For an antiques dealer, this happens with some frequency, and not just when dealing with an interior designer. The designers’ brief, of course, is to deploy colors and movables in a particular space to pleasing aesthetic effect. Not that I don’t believe that is important, but the better antiques and art dealer usually offers material that is an extension of the dealer’s own connoisseurship, and, like us, an outgrowth of their personal collecting passion.
Since passion overrules intellect, it is, consequently, at least difficult for a dealer to understand when a collection, even when put together entirely for decorative effect, is ‘finished out.’ For the collector, and that includes virtually all antiques and art dealers, collections can never be finished out, as one collects continually, upgrading the quality of one’s collections as taste, discernment, and the range of interests change. Moreover, the true collector will always be looking for something, and shedding things that are either outside the current scope or inferior to other items. For Keith and me, our showroom is the ultimate outgrowth of our own interests. While we do need to sell a piece of furniture or a painting or two to earn our daily crust, we determined some time ago that if we acquire strictly commercial material, we do so at our peril. Our business with other collectors, and even our interior designers, will find that they are in no small measure driven to purchase pieces from us that we can speak passionately about. As we say so often, we avoid having anything in inventory that does not have a compelling reason for being here. Always something about the piece, be it furniture or artwork- color, condition, subject, provenance, attribution, and generally a confluence of these- compel us to try and acquire a specific piece.

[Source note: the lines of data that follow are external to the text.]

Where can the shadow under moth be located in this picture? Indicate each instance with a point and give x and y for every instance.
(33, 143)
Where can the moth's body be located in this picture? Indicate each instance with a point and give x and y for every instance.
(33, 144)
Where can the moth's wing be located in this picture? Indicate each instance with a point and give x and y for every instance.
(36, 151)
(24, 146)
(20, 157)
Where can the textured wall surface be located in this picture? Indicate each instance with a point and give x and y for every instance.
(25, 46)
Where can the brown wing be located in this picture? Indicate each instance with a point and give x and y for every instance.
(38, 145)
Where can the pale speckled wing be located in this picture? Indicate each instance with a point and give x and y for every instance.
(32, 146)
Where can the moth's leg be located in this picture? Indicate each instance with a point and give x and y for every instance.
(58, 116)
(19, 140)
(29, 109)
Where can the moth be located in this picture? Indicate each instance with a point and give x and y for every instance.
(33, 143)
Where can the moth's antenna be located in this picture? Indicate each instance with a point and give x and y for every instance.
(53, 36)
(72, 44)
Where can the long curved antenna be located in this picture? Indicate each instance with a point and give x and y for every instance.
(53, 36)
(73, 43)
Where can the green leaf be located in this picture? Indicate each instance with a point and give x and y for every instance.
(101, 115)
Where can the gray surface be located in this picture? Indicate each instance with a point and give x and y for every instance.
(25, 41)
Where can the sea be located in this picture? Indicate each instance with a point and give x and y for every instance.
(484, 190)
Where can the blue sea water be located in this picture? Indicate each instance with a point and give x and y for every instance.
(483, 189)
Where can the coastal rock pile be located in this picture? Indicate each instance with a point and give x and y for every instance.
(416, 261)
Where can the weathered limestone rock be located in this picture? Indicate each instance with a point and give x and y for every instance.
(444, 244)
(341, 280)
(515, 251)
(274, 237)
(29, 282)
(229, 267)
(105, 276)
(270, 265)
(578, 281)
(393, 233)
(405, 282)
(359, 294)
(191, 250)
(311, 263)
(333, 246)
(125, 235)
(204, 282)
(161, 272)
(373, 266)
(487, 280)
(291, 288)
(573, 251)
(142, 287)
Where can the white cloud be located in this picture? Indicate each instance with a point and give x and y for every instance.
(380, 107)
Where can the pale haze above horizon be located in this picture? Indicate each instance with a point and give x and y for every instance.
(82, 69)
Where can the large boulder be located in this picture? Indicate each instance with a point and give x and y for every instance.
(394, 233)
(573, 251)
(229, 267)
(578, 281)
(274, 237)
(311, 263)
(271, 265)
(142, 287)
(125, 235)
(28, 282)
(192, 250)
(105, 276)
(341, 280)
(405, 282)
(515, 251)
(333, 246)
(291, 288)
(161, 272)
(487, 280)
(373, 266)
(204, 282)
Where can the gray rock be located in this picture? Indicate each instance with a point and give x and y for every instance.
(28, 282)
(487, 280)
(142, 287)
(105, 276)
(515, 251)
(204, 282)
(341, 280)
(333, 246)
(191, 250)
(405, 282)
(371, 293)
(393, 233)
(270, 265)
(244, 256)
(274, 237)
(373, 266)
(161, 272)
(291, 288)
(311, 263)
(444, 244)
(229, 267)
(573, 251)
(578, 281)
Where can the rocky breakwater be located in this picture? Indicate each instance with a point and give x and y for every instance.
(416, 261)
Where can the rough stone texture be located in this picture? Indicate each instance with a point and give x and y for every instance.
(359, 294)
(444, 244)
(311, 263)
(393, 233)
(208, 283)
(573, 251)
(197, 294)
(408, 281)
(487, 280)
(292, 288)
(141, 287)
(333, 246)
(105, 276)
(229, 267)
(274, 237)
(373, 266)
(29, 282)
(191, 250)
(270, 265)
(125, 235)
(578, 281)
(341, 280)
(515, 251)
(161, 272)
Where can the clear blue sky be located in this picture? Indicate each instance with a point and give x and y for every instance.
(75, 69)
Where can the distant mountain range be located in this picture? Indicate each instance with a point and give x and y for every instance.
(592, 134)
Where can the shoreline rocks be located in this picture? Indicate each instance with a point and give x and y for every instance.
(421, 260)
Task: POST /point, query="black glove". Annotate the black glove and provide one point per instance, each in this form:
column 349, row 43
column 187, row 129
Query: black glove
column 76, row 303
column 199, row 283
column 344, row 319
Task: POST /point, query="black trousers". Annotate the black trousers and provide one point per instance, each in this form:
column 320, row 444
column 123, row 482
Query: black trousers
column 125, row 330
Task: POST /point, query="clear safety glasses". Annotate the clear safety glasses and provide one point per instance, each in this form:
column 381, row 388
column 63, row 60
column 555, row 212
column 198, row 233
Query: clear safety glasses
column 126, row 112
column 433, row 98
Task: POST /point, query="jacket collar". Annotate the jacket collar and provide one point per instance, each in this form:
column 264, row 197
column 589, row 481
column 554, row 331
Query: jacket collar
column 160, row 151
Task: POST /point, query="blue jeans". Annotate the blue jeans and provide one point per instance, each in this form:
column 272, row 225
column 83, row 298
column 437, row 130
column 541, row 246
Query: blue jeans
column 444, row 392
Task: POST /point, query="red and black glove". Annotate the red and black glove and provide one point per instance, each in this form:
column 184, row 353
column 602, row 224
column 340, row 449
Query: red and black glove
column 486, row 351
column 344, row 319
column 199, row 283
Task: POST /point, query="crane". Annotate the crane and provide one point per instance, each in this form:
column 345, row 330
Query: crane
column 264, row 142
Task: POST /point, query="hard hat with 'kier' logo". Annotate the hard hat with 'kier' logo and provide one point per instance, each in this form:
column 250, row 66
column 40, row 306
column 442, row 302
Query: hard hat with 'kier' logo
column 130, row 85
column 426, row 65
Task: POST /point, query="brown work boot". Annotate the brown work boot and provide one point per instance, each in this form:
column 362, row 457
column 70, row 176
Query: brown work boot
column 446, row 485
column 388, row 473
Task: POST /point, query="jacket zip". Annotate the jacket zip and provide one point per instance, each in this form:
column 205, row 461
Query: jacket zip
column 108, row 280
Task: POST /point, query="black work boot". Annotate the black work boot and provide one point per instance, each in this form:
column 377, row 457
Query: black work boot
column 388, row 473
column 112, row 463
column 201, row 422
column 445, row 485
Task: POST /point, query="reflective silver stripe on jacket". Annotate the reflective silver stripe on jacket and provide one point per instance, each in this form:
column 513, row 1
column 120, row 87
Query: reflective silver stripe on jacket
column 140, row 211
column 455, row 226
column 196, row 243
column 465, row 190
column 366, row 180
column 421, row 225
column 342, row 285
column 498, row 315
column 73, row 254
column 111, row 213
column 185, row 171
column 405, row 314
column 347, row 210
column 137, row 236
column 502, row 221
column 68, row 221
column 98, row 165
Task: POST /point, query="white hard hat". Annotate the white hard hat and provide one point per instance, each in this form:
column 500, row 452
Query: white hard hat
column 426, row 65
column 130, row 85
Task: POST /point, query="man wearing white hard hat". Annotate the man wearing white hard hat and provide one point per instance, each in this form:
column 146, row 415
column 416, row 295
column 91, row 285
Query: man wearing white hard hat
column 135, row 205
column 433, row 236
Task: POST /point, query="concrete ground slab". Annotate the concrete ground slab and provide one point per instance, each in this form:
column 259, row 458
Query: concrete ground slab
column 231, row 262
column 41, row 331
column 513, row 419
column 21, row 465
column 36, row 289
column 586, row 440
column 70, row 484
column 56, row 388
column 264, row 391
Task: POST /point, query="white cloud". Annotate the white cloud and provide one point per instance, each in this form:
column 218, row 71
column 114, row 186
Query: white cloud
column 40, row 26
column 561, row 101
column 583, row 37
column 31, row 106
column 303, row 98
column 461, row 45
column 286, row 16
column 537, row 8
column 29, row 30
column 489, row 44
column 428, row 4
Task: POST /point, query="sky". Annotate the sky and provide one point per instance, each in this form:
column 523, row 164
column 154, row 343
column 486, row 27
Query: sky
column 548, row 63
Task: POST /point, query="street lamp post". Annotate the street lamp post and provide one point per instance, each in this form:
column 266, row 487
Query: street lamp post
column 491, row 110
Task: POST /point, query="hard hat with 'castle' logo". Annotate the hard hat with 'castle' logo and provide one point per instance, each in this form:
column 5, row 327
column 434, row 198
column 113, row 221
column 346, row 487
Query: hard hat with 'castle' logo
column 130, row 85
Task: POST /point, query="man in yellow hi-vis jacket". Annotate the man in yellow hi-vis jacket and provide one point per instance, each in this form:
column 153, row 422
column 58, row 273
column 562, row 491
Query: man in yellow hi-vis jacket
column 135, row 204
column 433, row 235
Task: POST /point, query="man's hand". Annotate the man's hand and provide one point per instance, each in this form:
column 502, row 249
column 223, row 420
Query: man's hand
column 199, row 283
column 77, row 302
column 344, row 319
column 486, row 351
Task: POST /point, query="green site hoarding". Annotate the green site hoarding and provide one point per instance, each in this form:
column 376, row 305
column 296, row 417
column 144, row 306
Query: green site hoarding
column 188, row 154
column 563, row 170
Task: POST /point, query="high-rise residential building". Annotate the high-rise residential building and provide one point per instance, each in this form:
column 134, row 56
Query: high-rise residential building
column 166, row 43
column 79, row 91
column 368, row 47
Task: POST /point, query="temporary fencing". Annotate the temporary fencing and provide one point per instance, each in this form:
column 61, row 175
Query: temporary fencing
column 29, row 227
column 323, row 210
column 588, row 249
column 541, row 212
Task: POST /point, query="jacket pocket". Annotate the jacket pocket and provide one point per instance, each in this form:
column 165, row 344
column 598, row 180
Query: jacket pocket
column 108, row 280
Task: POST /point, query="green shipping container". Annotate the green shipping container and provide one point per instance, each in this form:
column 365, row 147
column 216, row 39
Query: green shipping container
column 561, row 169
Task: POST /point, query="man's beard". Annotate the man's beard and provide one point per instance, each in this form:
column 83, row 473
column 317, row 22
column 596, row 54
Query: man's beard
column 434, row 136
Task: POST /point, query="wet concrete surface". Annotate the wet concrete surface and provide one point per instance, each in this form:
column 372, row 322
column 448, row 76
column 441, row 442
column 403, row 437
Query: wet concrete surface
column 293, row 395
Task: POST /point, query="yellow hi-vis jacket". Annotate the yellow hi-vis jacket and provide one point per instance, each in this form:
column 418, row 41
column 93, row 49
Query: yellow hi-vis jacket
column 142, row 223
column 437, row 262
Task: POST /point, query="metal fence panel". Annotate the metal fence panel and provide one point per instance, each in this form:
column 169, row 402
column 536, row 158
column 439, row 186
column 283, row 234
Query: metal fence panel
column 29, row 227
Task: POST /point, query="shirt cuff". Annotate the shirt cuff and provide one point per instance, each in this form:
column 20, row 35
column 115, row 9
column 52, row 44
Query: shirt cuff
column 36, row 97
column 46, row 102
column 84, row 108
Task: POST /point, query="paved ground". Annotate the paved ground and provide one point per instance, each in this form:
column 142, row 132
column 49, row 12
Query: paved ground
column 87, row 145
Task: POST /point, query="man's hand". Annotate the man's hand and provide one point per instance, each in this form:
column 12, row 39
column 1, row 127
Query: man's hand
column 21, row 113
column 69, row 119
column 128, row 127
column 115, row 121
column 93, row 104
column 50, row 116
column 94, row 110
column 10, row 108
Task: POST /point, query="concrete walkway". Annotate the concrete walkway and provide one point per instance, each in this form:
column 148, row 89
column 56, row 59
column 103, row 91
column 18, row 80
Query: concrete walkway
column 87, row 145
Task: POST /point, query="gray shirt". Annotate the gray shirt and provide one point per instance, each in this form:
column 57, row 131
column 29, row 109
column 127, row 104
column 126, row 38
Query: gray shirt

This phenomenon is what I term the Luke Fildes effect. Who is Luke Fildes? Well may you ask, as this illustrates my point perfectly. Sir Samuel Luke Fildes was arguably one of the most celebrated, popular and highly paid artists of the late 19th and early 20th centuries. His socialist realist style is perhaps best realized in a painting from the late 19th century, ‘The Doctor’, depicting a physician pondering how to treat a sick child in a poor crofter’s cottage. Well drafted with a clear narrative content, it is, however, miles from anything currently thought fashionable.
What I hope people are cottoning on to, and what was sadly ignored as it was begun to be put about during our current economic malaise, is the notion of antiques as the ultimate in recycled goods. As we all of us begin to recover and feel a bit sunnier about the state of the economy, this is worthy of consideration, whilst also bearing in mind that all things ‘green’ may not actually be so.